The other pits are being produced at a repurposed fuel fabrication facility at the Savannah River Site in South Carolina.

Plutonium pits at one time were manufactured at the Rocky Flats Plant, in Colorado, which was shut down in the 1990s amid an environmental scandal.

On Tuesday, the NNSA released a final supplement analysis of a 2008 site-wide environmental impact statement, or SWEIS, for LANL, concluding that more analysis “is not required” under the National Environmental Policy Act.

“NNSA has both programmatic and site-specific environmental impact statements covering pit production activities designed to provide NNSA the flexibility to adapt decisions as needed in response to national security requirements,” it says, adding that the 2008 Transformation Supplemental Programatic EIS contemplated producing 80 pits per year at LANL alone.

In addition, the report says that earlier this year the NNSA published a supplemental analysis of the 2008 review and determined that increasing pit production at the programmatic level “does not constitute a substantial change from actions analyzed previously and there were no significant new circumstances or information relevant to environmental concerns.”

Lab officials have previously described plans to add $5 billion of building plans over the next five years, and $13 billion over the next decade, driven largely by ramping up production of plutonium cores for nuclear weapons. About $3 billion of that would be spent on improvements to existing plutonium facilities for the pit work.

The lab also expects to add 1,200 jobs by 2026 as production increases.

Concerned citizens and watchdog groups have been clamoring for a new SWEIS, saying that the plan to increase pit production substantially changes the landscape.

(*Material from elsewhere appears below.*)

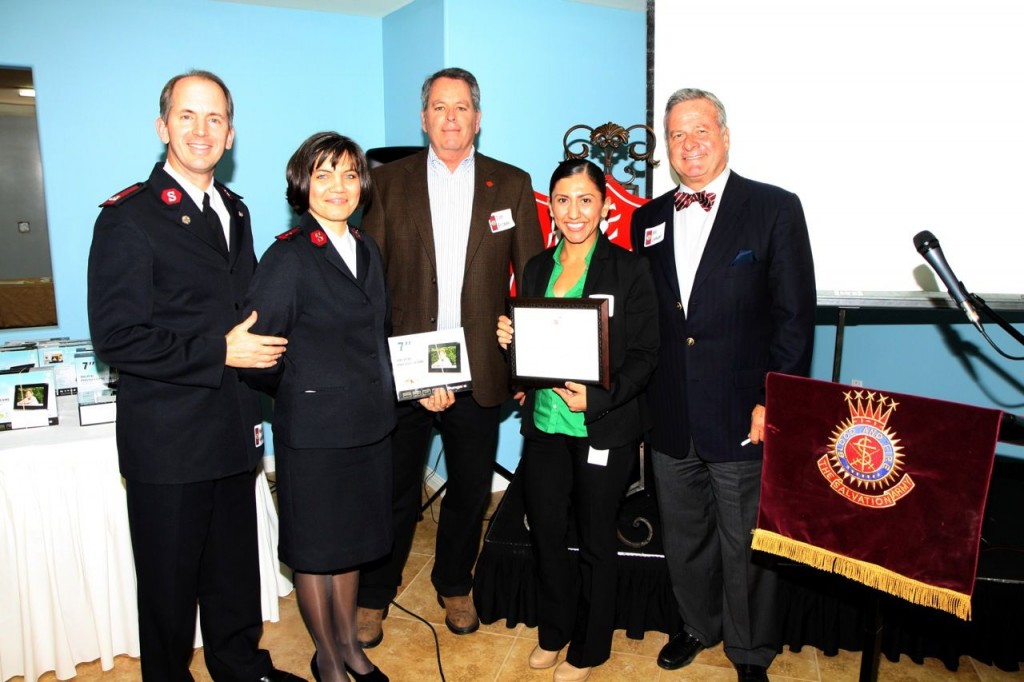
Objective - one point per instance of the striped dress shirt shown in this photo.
(451, 208)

They say the analysis doesn’t consider other impacts of increasing production, such as the stress created on infrastructure, roads and the housing market.

Greg Mello of the Los Alamos Study Group said in a news release that the NNSA report was essentially telling people, “Nothing to see here, folks – move right along.”

He said what the NNSA released Monday wasn’t a supplemental EIS at all.

“The notion that comprehensive environmental analysis is not needed for this gigantic program is a staggering insult to New Mexicans and an affront to any notion of environmental law and science,” he said in the release. “NNSA has abridged the content of this review by narrowing it to pit production only. LANL’s planned expansion includes the new pit mission, but also goes far beyond it. By narrowing the scope of comparison with the 2008 SWEIS, NNSA is hiding the total magnitude of what is planned.”

Jay Coghlan, executive director of Nuclear Watch New Mexico, said the NNSA was “slamming the door on public accountability” as it expands plutonium pit production.

“It’s shameful that NNSA is relying upon outdated studies from 2008 to justify pit production when, since that time, it has wasted billions of taxpayers’ dollars and we’ve experienced another catastrophic wildfire, the discovery of serious deep groundwater contamination and nuclear safety problems that LANL can’t seem to fix,” Coghlan said in a statement after being contacted by the Journal. “It’s past time that our congressional delegation steps in and protects New Mexicans by demanding that NNSA conduct current studies with the opportunity for public comment as required by the National Environmental Policy Act.”

New Mexico’s congressional delegation was unsuccessful in its efforts to extend the deadline for public comment on the matter. U.S. Sens. Tom Udall and Martin Heinrich, and U.S. Rep. Ben Ray Luján, all New Mexico Democrats, couldn’t be reached for comment Tuesday.